AI content generation for creating cookie cutter designs from prompts

Mollie B.V. (Netherlands)

Payment processing for subscriptions

Resend Inc. (USA)

Email delivery for transactional and account-related emails

International Data Transfers

Some of our subprocessors are located outside the European Economic Area (EEA), particularly in the United States. When we transfer your data outside the EEA, we ensure appropriate safeguards are in place, such as Standard Contractual Clauses (SCCs) approved by the European Commission.

Legal Requirements

We may disclose your personal data if required by law, regulation, or legal process, or to protect the rights, property, or safety of CutterForge, our users, or others.

For more details about our data processing arrangements, please see our Data Processing Agreement.

9. Do We Use Cookies?

Yes, CutterForge uses cookies and similar technologies to provide, improve, and protect our services.

Types of Cookies We Use

  • Essential cookies: Required for the website to function properly, including authentication and session management.
  • Analytics cookies: We use Google Analytics to understand how visitors use our website and to improve our services. These cookies collect information in an aggregated form.

For more information about how we use cookies, please see our Cookie Policy.

10. Automated Decision-Making

CutterForge does not use automated decision-making that produces legal effects or significantly affects you.

When you use our AI-powered features, the content generation is processed by OpenAI, which may automatically reject prompts that violate their content policies. This is a safety measure to prevent the generation of harmful or inappropriate content. If your prompt is rejected, you can modify it and try again, or contact our support team for assistance.

11. What Are Your Rights?

Under the GDPR and other applicable data protection laws, you have the following rights regarding your personal data:

  • Right of access: You can request a copy of the personal data we hold about you
  • Right to rectification: You can ask us to correct inaccurate or incomplete data
  • Right to erasure: You can request deletion of your personal data (subject to legal retention requirements)
  • Right to restriction: You can ask us to restrict processing of your data in certain circumstances
  • Right to data portability: You can request your data in a structured, machine-readable format
  • Right to object: You can object to processing based on legitimate interests
  • Right to withdraw consent: Where processing is based on consent, you can withdraw it at any time

To exercise any of these rights, please contact us at info@cutterforge.com. We will respond to your request within one month, as required by law.
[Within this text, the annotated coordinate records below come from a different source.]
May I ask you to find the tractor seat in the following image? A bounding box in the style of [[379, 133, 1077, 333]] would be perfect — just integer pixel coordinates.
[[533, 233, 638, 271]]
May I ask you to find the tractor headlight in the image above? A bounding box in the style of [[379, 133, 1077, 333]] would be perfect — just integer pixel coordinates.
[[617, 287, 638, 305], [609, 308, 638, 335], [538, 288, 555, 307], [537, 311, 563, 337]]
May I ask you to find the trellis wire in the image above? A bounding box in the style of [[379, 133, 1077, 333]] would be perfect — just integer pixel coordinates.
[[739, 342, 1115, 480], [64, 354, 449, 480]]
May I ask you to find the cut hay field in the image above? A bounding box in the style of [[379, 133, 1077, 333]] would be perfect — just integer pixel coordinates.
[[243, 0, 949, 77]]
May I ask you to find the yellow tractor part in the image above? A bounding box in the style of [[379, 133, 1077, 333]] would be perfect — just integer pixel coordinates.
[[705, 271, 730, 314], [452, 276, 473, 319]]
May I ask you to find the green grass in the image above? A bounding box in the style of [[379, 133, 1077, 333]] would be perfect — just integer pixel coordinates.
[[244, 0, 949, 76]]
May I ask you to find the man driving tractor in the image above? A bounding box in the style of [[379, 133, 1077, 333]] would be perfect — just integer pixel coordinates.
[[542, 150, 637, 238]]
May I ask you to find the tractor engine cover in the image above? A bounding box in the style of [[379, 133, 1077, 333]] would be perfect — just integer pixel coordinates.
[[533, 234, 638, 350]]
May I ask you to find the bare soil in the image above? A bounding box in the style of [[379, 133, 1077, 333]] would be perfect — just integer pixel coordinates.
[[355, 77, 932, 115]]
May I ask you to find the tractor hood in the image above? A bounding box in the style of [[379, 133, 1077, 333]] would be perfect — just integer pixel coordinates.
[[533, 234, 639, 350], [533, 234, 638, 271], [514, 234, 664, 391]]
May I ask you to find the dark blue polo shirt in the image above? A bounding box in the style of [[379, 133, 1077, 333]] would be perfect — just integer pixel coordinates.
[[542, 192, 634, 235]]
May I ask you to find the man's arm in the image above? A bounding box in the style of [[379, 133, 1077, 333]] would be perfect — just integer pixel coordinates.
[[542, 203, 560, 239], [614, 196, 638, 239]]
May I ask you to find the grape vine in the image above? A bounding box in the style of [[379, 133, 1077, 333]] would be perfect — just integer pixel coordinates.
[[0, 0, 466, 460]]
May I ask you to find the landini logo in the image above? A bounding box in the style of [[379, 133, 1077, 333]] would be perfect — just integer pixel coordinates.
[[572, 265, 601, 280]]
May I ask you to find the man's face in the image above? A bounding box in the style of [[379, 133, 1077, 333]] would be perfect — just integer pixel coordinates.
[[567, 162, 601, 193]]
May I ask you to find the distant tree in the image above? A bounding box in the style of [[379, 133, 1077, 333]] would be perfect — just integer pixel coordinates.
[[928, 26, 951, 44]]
If you are not satisfied with our response or believe we are processing your data unlawfully, you have the right to lodge a complaint with your local data protection authority. In the Netherlands, this is the Autoriteit Persoonsgegevens (autoriteitpersoonsgegevens.nl).

12. How Can You Contact Us?

If you have any questions about this Privacy Policy or our use of your personal data, please contact us:

WobbleSoft B.V.

Enschede, The Netherlands

Email: info@cutterforge.com

We will do our best to address your concerns and resolve any issues you may have.